Grassroots organizers are powerful, too. This kind of political activist group works at the ground level, hangs on tightly, and doesn't go away. Instead, a grassroots campaign spreads its message by canvassing, calling, and other direct to-the-voters techniques. Wisconsin Education Association Council (WEAC) has a lot at stake in this election.
WEAC's grassroots style plan for the recall: hit the pavement and the phones. They call it 4 x 10: a plan for success. If each WEAC member accomplishes these four goals, the recall will be successful. The plan, like many grassroots plan, makes the election personal. Since it's personal, I ask myself "How do I measure up?"

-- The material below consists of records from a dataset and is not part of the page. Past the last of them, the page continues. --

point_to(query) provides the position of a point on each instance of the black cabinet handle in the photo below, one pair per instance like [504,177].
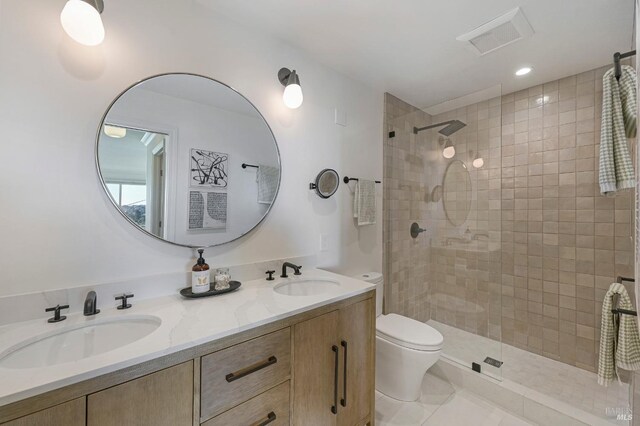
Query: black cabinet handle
[334,407]
[343,401]
[251,369]
[270,418]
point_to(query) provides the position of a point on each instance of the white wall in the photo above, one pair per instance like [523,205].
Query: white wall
[58,227]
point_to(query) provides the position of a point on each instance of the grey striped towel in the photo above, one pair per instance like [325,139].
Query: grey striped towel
[619,342]
[619,111]
[267,178]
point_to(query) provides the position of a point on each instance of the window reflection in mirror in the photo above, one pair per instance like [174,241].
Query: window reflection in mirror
[134,173]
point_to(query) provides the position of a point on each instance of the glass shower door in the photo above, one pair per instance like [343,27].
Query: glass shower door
[443,172]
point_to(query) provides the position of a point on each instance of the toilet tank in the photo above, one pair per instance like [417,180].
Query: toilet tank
[377,279]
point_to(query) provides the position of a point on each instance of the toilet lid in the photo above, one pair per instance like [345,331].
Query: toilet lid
[408,333]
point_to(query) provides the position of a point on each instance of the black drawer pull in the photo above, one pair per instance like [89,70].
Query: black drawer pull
[343,401]
[270,417]
[334,407]
[251,369]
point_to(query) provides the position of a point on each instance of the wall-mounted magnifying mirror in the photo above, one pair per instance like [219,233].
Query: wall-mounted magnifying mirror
[188,160]
[326,183]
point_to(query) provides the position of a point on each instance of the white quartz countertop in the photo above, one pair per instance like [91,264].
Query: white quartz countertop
[186,323]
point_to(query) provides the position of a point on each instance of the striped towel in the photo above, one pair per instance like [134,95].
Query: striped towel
[619,112]
[619,342]
[364,202]
[267,178]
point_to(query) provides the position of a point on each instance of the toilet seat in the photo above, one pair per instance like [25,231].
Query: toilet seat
[408,333]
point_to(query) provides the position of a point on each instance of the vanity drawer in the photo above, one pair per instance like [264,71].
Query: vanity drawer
[269,408]
[236,374]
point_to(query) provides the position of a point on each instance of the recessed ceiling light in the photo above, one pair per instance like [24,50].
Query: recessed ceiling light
[523,71]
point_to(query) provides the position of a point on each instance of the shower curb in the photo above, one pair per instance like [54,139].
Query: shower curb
[517,399]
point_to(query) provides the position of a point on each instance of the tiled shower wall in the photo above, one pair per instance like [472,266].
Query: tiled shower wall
[406,260]
[561,242]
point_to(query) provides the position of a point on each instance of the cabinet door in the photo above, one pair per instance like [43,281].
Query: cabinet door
[161,398]
[356,339]
[70,413]
[315,356]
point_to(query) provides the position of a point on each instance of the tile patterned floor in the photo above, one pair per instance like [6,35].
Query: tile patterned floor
[441,405]
[557,380]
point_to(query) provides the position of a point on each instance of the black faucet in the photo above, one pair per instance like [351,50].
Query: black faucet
[90,304]
[286,265]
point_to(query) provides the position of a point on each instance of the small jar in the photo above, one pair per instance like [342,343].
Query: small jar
[222,279]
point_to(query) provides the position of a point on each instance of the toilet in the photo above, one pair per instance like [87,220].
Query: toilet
[405,349]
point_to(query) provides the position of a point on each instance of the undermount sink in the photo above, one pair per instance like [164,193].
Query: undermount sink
[305,287]
[78,342]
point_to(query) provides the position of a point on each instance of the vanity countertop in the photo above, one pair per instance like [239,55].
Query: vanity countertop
[186,323]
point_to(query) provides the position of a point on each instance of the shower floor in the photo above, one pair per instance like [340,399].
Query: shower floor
[574,386]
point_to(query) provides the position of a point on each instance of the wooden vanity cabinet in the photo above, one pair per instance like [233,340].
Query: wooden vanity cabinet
[71,413]
[334,367]
[313,368]
[163,398]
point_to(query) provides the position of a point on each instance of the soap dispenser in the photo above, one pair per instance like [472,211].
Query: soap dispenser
[200,275]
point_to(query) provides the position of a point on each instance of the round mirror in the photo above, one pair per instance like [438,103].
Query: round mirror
[457,192]
[326,183]
[188,160]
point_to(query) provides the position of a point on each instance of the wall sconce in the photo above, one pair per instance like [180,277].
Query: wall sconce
[82,22]
[292,96]
[449,150]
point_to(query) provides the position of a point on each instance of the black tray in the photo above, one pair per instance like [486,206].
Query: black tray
[233,286]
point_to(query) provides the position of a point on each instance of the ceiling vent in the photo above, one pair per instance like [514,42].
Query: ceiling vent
[500,32]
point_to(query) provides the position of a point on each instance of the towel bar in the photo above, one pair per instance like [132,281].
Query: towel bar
[624,311]
[619,280]
[347,179]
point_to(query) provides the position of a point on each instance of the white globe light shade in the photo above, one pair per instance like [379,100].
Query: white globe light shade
[82,22]
[292,96]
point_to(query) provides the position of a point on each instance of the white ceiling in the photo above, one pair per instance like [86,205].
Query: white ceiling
[409,47]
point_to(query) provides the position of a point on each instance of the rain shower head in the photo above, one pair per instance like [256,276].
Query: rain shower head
[450,128]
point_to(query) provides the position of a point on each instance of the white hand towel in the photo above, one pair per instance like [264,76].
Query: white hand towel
[619,112]
[364,202]
[267,179]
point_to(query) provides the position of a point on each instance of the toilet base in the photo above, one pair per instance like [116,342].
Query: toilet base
[399,370]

Collect 10 signatures on recall petitions. Yes, I did that. I set a goal of being personally responsible for at least ten people signing petitions. My ten became part of the larger whole: more than one million signatures, nearly double the number needed to request a recall election.
Donate or raise $10 to the recall effort. I haven't done this yet. It might be best if I stop in at our local Democratic Party office and make my donation there. The Democrats are looking split right now between four candidates; by donating to the party itself, I can be a little more certain that my money will be part of a solid effort to defeat Walker.
Reach out to ten voters. I've started. I talked to two friends who vote absentee because their jobs require a lot of travel. Both plan to request their ballots early this week. Amigo will vote absentee as well, since he is in school out of town. That's three: I need to reach at least seven more. I'm aiming next at young parents - those who will see their children hurt by Walker's policies.
Give ten hours of time to help with the effort. Does blogging count? Maybe. In addition, I should look for another way to help turn voters toward a state of healing, not hurting.
I'll reclaim my garden.
Let's work together to reclaim Wisconsin.